Say a sales manager wants to determine how much of a reps time should be allocated on the variables that predict whether a sale is made. Let's say the dependent variable is whether a sales is made, and the independent variables are Sales Training, Number of Prospecting Calls Made, and Sales Presentation. Is there any way to look at the regression summary to get an idea of the impact of each variables so you could see percentages such as Sales Training accounts for 50% of the prediction, Number of Prospect Calls 40% and Sales Presentation 10%.

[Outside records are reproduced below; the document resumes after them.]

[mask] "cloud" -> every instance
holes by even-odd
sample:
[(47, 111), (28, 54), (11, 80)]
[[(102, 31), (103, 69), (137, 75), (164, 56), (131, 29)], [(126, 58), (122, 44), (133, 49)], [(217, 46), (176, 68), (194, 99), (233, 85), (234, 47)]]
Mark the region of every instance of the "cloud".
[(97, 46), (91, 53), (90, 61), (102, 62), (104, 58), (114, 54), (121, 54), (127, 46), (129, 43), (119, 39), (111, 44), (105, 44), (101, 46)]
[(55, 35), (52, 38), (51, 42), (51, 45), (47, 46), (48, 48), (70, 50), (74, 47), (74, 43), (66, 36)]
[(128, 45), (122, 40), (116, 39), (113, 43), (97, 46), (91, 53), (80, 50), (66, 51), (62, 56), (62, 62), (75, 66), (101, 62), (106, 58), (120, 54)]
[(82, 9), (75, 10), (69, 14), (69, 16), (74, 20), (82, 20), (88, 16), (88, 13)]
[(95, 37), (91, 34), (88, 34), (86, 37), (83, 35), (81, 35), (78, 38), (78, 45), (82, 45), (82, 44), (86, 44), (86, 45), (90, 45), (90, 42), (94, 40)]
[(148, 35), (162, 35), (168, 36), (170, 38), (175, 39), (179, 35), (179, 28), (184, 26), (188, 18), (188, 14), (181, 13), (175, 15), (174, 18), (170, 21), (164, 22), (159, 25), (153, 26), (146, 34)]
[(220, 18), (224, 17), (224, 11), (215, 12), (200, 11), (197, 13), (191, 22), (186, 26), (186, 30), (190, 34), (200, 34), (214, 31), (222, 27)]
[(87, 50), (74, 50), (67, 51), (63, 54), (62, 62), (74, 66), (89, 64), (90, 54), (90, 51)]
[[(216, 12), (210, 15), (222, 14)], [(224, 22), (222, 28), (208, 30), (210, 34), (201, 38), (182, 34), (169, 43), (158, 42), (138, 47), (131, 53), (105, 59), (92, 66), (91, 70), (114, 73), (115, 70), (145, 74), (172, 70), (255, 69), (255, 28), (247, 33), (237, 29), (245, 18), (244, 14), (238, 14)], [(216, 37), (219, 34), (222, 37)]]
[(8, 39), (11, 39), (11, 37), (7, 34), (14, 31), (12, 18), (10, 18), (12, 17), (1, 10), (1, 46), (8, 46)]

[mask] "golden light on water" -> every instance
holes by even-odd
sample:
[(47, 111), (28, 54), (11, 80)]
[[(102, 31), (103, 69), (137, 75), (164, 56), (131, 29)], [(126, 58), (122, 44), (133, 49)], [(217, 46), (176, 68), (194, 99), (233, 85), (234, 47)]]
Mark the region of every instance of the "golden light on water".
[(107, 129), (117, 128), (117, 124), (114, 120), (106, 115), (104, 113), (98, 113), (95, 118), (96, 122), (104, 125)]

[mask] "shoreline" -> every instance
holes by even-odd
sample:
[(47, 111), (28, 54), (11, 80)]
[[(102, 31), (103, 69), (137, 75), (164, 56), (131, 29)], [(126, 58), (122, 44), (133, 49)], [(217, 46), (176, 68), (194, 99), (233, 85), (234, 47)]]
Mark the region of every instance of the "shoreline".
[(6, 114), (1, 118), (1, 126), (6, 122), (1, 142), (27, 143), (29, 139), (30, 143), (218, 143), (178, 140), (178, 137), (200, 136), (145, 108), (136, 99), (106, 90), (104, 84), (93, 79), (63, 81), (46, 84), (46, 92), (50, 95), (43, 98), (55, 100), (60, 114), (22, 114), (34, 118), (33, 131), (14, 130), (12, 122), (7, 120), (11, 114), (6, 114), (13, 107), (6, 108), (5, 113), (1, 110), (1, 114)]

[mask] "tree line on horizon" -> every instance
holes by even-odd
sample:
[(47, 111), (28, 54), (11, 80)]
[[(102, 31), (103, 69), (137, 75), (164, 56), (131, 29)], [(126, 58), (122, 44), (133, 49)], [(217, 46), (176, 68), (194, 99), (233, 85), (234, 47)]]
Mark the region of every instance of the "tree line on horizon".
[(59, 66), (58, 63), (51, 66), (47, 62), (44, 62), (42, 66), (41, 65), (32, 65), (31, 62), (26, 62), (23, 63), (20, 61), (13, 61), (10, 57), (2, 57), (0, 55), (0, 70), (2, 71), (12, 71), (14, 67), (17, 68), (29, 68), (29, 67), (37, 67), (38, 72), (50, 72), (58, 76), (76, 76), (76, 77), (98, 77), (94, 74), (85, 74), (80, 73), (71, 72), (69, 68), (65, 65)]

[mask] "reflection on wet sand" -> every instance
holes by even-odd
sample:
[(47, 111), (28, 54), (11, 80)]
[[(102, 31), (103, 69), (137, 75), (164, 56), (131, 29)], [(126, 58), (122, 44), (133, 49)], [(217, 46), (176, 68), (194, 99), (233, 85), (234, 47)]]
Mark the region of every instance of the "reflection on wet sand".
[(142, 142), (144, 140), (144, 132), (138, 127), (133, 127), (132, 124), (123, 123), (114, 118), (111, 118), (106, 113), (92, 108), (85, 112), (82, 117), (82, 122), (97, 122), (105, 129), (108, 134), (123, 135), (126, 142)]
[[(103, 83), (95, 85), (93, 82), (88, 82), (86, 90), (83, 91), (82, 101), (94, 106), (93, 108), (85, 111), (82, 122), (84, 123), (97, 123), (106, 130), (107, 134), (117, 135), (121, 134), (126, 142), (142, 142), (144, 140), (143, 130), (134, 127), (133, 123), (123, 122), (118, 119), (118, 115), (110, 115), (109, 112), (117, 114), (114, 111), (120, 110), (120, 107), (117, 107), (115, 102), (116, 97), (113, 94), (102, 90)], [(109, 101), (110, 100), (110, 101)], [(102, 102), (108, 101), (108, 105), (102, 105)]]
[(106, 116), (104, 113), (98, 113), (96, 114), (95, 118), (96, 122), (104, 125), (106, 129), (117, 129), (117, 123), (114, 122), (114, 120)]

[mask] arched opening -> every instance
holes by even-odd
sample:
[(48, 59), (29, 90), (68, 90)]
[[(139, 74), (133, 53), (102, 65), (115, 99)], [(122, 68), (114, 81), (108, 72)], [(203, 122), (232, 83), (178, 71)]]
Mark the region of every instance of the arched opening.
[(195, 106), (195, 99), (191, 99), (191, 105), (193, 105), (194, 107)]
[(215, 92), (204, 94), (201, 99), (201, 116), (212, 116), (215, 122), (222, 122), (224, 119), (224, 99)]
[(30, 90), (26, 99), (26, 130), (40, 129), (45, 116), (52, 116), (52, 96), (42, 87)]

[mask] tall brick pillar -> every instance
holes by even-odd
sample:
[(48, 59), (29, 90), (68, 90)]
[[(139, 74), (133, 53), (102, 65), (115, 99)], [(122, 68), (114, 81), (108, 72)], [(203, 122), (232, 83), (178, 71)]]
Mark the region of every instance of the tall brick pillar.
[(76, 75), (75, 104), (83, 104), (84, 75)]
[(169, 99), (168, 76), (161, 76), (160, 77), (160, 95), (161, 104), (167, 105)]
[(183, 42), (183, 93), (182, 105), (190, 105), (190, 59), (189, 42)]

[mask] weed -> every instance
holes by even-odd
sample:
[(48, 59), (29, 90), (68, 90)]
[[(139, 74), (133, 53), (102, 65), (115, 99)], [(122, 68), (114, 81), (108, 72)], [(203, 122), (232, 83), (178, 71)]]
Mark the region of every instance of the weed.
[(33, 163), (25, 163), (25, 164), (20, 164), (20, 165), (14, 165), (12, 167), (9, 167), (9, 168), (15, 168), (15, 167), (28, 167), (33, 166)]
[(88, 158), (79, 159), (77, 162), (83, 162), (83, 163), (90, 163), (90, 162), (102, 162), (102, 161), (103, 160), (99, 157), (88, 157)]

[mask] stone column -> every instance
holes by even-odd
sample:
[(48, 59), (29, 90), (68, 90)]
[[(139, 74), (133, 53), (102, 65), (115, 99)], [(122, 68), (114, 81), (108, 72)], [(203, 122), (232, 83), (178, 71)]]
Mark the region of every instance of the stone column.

Would the t value provide that? If I divided the t value of an individual variable by the sum of the t values for all the variables would it give me a percentage that would roughly tell me the importance of variable? I'm hoping you can point me in the right direction.

The partial coefficient of variation of partial correlation coefficient may be what you are looking for. It doesn't completely answer your question though. In almost all fields the coefficient of variation is misused. It gives an estimated percentage of variation that is explained by one or more variables, and thus it is not a coefficient of determination, so to speak.

An illustrative example of this problem is to consider body length. Variation in length is probably explained by genes to a degree of, say, 0.9. And the rest of the variation is explained by non biological factors. But this doesn't per se mean that length is determined by a degree of 0.9 by genes. It is still possible to alter your length extensively by altering non biological factors. For example, cut off your legs or stand below an elevator that smashes into you.

What do I want to say with this? Well, don't misinterpret a coefficient of variation by saying that "Y is determined by X to a degree of 90 percent".

If there wouldn't have been any variation in genes between humans then the coefficient of variation between genes and body length would be zero. Albeit this, length would still be determined to a great extent by genes.

Englund,
Thanks. I am not looking for an exact number. In your example where you are giving genes a 90% weight, where are you pulling that estimate from?

Keep your eye out for colinearity between your "independant" variables. The more correlated the independant variables are, the less robust this sort of interpriatation is.